Since we’re over half-way through the year, it’s a good time to evaluate your situation and your strategic business planning thus far. If you’ve made it this far, you’ve managed to weather some of the storm, but we don’t just want to survive for the moment- we want to thrive for the long haul.
In order to ensure future success, it’s time that we suggest evaluating your strategic plan. Many organizations plan annual or semiannual strategic planning retreats in order to update their plans, but especially in an economy where most organizations are scrambling to make it, not everyone has the time scheduled to do so.
The 15 Minute Strategic Plan Evaluation
This is where our fifteen minute plan comes in. Grab some peace and quiet, whip out your plan and re-familiarize yourself with it. Think through all of the good, the bad and the ugly comments you’ve heard and issues you’ve encountered. With that done, take the next fifteen minutes and ask yourself the following questions about your plan:
Is your plan purpose-driven?
A plan based on a mission and a real, true competitive advantage is key. Without it, what is the point of the plan or the organization? Take a look at your statements; do the members of your organization use them? Do they understand why they say what they do, and believe in them?
How integrated is it?
Each element supports the next. No objectives that are disconnected from goals and no strategies that sit all alone. If you have stragglers, why are they there?
Is it systematic?
Don’t think of the plan as one big document. Instead, it should be broken into executable parts. Remember, elephants can only be eaten one bite at a time (if you’re into eating elephants).
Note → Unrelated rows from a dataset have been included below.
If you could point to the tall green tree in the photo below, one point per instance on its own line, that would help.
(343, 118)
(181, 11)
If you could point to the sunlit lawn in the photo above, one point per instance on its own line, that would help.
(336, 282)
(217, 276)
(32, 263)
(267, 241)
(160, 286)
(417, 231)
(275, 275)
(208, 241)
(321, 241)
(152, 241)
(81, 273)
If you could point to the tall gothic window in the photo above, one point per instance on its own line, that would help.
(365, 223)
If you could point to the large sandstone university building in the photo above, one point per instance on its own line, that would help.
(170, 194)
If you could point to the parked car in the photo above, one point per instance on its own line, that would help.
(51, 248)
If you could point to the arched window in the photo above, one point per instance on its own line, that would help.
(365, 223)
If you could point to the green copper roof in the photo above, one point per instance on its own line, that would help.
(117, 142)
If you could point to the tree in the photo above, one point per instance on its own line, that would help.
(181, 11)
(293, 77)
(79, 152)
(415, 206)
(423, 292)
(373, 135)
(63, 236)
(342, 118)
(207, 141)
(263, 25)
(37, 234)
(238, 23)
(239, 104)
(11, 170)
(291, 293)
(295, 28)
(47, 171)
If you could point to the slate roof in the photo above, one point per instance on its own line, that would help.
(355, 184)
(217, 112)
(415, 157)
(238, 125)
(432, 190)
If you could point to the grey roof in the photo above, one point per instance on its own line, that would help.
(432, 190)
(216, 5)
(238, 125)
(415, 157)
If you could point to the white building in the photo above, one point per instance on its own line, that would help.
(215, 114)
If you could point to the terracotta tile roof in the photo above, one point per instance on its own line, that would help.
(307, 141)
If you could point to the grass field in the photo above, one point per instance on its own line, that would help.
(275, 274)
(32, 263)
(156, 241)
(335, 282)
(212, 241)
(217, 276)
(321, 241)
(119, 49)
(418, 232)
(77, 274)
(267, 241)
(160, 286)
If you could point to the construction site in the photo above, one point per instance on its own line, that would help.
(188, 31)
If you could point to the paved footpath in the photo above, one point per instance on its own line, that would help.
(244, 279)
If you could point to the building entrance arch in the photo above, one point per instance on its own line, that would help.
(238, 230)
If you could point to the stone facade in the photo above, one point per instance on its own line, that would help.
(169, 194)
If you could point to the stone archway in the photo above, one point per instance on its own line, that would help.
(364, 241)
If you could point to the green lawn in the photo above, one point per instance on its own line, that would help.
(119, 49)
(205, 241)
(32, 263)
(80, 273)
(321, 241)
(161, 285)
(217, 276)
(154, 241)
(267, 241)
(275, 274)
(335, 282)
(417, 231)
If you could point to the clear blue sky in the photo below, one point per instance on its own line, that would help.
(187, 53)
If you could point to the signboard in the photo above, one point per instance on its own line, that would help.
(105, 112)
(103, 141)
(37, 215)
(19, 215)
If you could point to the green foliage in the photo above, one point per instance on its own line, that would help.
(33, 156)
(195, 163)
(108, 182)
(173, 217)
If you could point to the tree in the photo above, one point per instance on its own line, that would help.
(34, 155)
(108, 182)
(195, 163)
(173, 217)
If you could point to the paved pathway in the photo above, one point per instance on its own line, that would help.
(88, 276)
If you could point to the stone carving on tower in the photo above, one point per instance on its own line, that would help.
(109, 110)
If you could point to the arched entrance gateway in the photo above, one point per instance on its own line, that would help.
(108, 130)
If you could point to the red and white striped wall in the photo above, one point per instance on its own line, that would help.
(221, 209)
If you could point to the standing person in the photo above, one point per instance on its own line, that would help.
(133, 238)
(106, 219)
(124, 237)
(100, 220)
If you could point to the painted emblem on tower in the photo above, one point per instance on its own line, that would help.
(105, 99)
Are the parts of your plan dynamic?
A plan should be a living document, not a static one. Organization members should be able to revise or review it when needed. If it’s a museum piece held behind velvet ropes, it’s not helping anyone.
Is it holistic?
All areas of organization are included. Don’t plan based on departments first because you risk limiting your thinking. Plans work best when they deal with the organization as a whole entity and then implement on a department by department basis.
How easy is it to understand?
Everyone gets it. If anyone, from the top of the organization to the bottom, does not understand the plan or how they fit in, it won’t work.
Is your plan realistic?
You need to have the resources to support the goals you decide to focus on. If half the items in your plan haven’t been acted on, or you can’t imagine how they ever will, it’s more fantasy than reality.
For bonus points, you can even send this around your management team or your organization as a questionnaire. If your plan doesn’t pass the test, it may be time to revise it or, depending on how it went, even start over from scratch.